PatchSiren cyber security CVE debrief
CVE-2026-35014 openises CVE debrief
CVE-2026-35014 is a reflected cross-site scripting issue in Open ISES Tickets affecting versions before 3.44.2. An authenticated attacker can supply a crafted ticket_id value that is reflected into a hidden input field without proper sanitization, causing arbitrary JavaScript to run in a victim’s browser when the malicious URL is opened.
- Vendor
- openises
- Product
- tickets
- CVSS
- MEDIUM 5.1
- CISA KEV
- Not listed in stored evidence
- Original CVE published
- 2026-05-20
- Original CVE updated
- 2026-05-21
- Advisory published
- 2026-05-20
- Advisory updated
- 2026-05-21
Who should care
Teams running Open ISES Tickets, especially administrators responsible for web application patching, security reviewers validating reflected user input, and anyone who relies on authenticated browser sessions to use the application. Because the issue is triggered through a crafted link and affects browser-side behavior, users who may click shared application URLs should also be considered.
Technical summary
The vulnerable code path is routes_nm.php. The ticket_id GET parameter is passed into a hidden input field VALUE attribute without adequate output handling, creating a CWE-79 reflected XSS condition. The supplied advisory and NVD record indicate the issue is addressed in Open ISES Tickets v3.44.2, with a repository commit and release tag cited as remediation references.
Defensive priority
Medium priority. The CVSS score is 5.1 and the attack requires user interaction, but successful exploitation can execute script in a victim’s browser and may impact authenticated users. Patch promptly if the application is internet-facing or widely used by trusted users.
Recommended defensive actions
- Upgrade Open ISES Tickets to version 3.44.2 or later.
- Verify deployed instances are not running any affected pre-3.44.2 builds, including forks or packaged copies.
- Review application code for reflected parameters in routes_nm.php and ensure output encoding is applied before inserting values into HTML attributes.
- Add or tighten server-side validation for ticket_id and related request parameters.
- Treat unexpected or user-supplied application links as suspicious and reinforce user awareness around crafted URLs.

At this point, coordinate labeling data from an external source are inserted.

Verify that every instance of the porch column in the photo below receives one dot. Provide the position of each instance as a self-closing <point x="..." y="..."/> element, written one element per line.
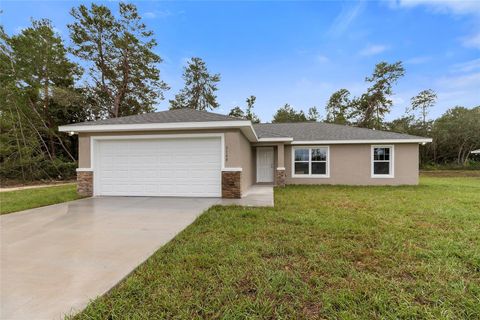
<point x="280" y="170"/>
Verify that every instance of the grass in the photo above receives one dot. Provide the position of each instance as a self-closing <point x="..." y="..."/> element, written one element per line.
<point x="326" y="252"/>
<point x="13" y="201"/>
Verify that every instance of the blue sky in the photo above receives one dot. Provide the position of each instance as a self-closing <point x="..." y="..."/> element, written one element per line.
<point x="301" y="52"/>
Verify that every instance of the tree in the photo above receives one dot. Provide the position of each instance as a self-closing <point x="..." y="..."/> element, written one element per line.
<point x="47" y="77"/>
<point x="37" y="94"/>
<point x="422" y="102"/>
<point x="200" y="87"/>
<point x="248" y="114"/>
<point x="288" y="114"/>
<point x="237" y="112"/>
<point x="455" y="134"/>
<point x="339" y="107"/>
<point x="124" y="78"/>
<point x="313" y="114"/>
<point x="372" y="106"/>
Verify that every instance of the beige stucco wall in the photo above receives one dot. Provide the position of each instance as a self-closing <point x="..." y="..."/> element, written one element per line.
<point x="351" y="164"/>
<point x="239" y="154"/>
<point x="238" y="151"/>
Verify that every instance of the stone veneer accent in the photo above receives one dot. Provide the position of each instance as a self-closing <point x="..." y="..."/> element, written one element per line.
<point x="231" y="187"/>
<point x="280" y="177"/>
<point x="85" y="183"/>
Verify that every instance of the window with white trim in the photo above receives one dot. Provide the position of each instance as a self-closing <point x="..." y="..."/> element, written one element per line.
<point x="382" y="161"/>
<point x="310" y="162"/>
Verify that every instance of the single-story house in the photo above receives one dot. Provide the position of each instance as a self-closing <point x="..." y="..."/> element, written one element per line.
<point x="202" y="154"/>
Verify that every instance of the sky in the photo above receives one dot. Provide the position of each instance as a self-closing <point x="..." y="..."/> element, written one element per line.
<point x="300" y="52"/>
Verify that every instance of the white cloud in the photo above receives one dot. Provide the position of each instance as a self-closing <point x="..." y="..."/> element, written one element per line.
<point x="373" y="50"/>
<point x="418" y="60"/>
<point x="444" y="6"/>
<point x="322" y="59"/>
<point x="472" y="41"/>
<point x="19" y="29"/>
<point x="464" y="81"/>
<point x="345" y="18"/>
<point x="157" y="14"/>
<point x="467" y="66"/>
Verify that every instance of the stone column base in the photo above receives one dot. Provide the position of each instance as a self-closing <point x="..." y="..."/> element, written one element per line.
<point x="280" y="176"/>
<point x="231" y="186"/>
<point x="85" y="183"/>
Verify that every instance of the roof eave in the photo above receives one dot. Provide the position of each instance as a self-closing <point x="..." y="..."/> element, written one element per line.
<point x="244" y="125"/>
<point x="364" y="141"/>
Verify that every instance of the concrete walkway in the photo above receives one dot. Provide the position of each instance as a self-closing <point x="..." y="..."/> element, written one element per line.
<point x="55" y="259"/>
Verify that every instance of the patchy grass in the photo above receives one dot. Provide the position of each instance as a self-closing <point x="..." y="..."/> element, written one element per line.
<point x="450" y="173"/>
<point x="327" y="252"/>
<point x="13" y="201"/>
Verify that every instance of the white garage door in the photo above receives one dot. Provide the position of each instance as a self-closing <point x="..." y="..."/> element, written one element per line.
<point x="158" y="167"/>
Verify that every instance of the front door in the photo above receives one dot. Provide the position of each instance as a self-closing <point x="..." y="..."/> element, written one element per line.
<point x="265" y="164"/>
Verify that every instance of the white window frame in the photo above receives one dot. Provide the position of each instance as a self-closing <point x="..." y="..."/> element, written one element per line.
<point x="391" y="162"/>
<point x="310" y="175"/>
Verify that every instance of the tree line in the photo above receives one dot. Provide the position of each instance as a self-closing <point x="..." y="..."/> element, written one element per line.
<point x="111" y="69"/>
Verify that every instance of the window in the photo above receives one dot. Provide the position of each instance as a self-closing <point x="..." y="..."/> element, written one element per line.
<point x="310" y="162"/>
<point x="382" y="161"/>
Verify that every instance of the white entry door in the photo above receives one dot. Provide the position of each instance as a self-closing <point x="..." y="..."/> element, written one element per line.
<point x="265" y="164"/>
<point x="176" y="167"/>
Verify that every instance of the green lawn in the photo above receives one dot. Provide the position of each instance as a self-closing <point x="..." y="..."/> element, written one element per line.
<point x="32" y="198"/>
<point x="327" y="252"/>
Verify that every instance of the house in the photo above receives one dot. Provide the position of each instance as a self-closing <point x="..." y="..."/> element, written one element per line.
<point x="202" y="154"/>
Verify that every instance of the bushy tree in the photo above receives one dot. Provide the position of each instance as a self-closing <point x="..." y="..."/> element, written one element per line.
<point x="200" y="87"/>
<point x="123" y="74"/>
<point x="456" y="133"/>
<point x="339" y="107"/>
<point x="237" y="112"/>
<point x="288" y="114"/>
<point x="372" y="106"/>
<point x="313" y="114"/>
<point x="37" y="94"/>
<point x="248" y="113"/>
<point x="422" y="103"/>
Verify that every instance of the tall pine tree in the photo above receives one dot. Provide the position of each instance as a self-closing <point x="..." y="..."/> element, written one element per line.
<point x="123" y="76"/>
<point x="200" y="87"/>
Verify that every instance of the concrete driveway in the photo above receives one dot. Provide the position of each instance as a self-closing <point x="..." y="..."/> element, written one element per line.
<point x="55" y="259"/>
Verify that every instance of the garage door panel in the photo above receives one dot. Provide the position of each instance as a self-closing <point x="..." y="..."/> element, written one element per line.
<point x="159" y="167"/>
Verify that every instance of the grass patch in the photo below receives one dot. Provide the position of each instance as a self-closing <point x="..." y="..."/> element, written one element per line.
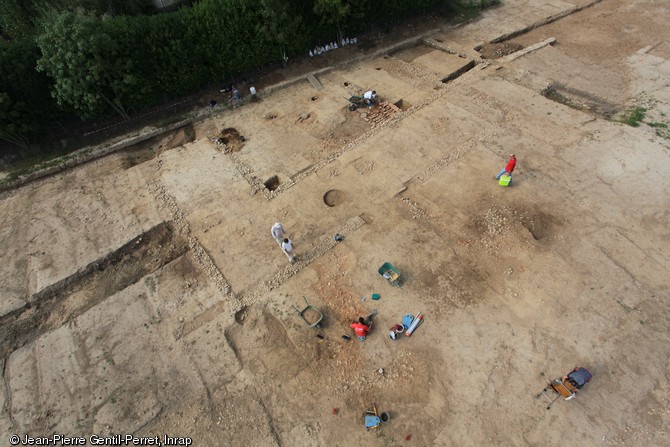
<point x="633" y="117"/>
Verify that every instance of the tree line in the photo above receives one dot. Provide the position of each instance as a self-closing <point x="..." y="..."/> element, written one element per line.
<point x="93" y="58"/>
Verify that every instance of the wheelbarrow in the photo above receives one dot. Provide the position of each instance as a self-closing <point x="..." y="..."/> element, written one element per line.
<point x="310" y="315"/>
<point x="391" y="274"/>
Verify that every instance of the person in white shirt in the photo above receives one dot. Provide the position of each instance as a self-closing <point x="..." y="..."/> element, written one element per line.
<point x="369" y="97"/>
<point x="288" y="247"/>
<point x="278" y="232"/>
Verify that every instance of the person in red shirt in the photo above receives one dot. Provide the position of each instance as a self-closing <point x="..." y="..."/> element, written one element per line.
<point x="361" y="327"/>
<point x="509" y="168"/>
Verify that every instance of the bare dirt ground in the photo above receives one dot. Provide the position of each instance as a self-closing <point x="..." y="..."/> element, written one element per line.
<point x="143" y="294"/>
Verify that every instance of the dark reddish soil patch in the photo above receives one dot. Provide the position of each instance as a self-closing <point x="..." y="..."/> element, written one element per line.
<point x="496" y="50"/>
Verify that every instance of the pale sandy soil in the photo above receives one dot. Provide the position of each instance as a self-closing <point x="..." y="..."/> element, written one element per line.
<point x="142" y="293"/>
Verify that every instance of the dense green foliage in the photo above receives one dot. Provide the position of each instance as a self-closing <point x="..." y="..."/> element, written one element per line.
<point x="97" y="57"/>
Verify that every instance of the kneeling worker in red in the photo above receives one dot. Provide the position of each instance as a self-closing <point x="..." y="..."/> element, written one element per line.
<point x="361" y="327"/>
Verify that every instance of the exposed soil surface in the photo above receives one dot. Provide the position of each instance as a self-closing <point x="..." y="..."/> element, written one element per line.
<point x="142" y="292"/>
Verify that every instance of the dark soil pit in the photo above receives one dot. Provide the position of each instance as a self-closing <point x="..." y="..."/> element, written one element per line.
<point x="272" y="183"/>
<point x="496" y="50"/>
<point x="231" y="139"/>
<point x="334" y="197"/>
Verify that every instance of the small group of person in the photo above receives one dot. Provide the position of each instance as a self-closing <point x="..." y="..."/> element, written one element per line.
<point x="287" y="246"/>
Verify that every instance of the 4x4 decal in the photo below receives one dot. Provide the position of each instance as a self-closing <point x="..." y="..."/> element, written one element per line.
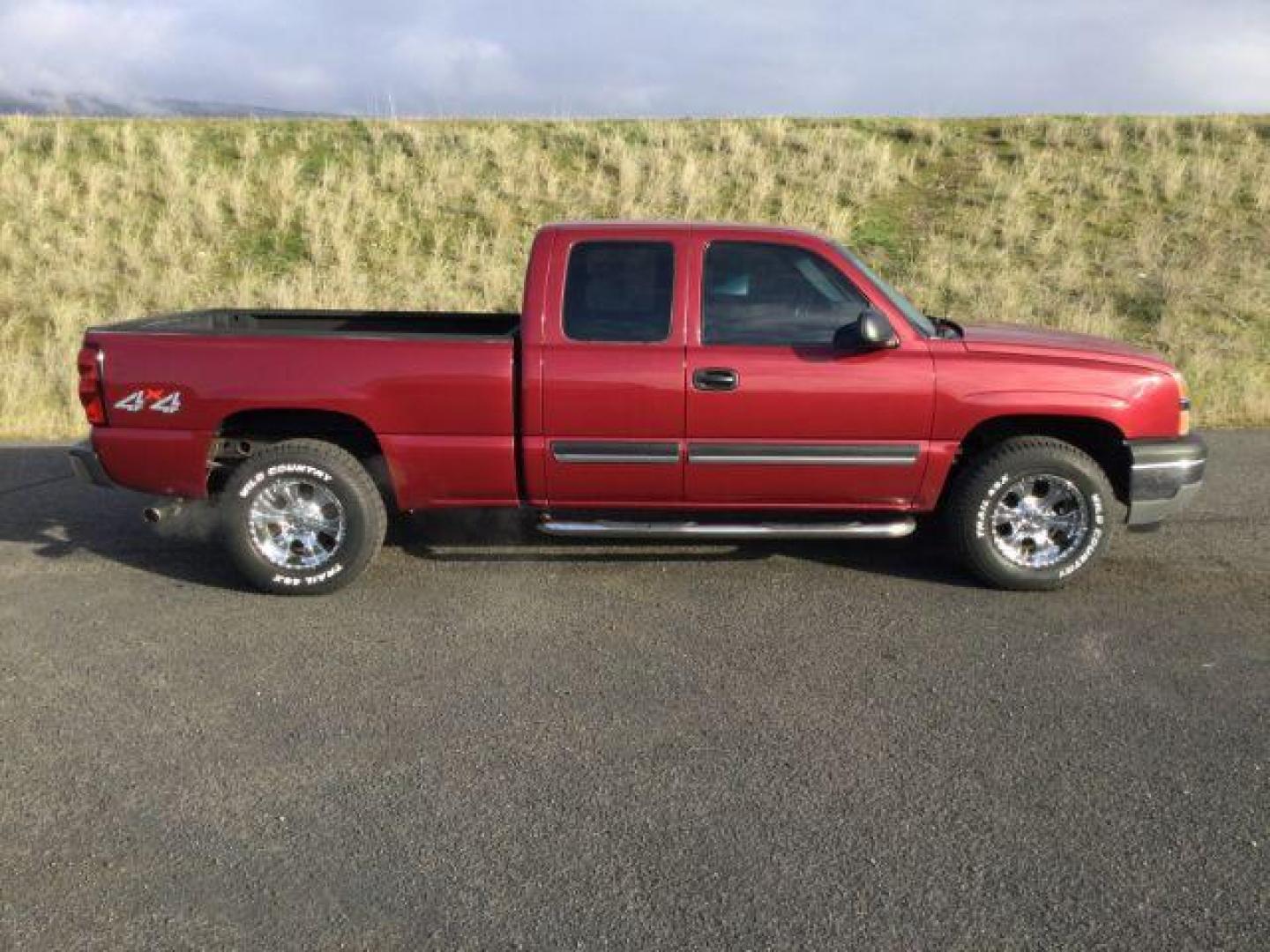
<point x="164" y="401"/>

- Consider defense-in-depth controls such as a restrictive Content Security Policy to reduce the impact of XSS.
Evidence notes
The CVE description states that Open ISES Tickets before 3.44.2 contains a reflected XSS vulnerability in routes_nm.php via the ticket_id GET parameter. The NVD record and the VulnCheck advisory both reference the same issue, and the advisory links an Open ISES Tickets repository commit plus the v3.44.2 release as remediation references. Published and modified timestamps in the supplied timeline are identical at 2026-05-20T20:16:38.780Z.
Official resources
Published and recorded on 2026-05-20T20:16:38.780Z. The supplied sources attribute the advisory to VulnCheck, with NVD reflecting the CVE at the same timestamp and linking the repository commit and v3.44.2 release reference.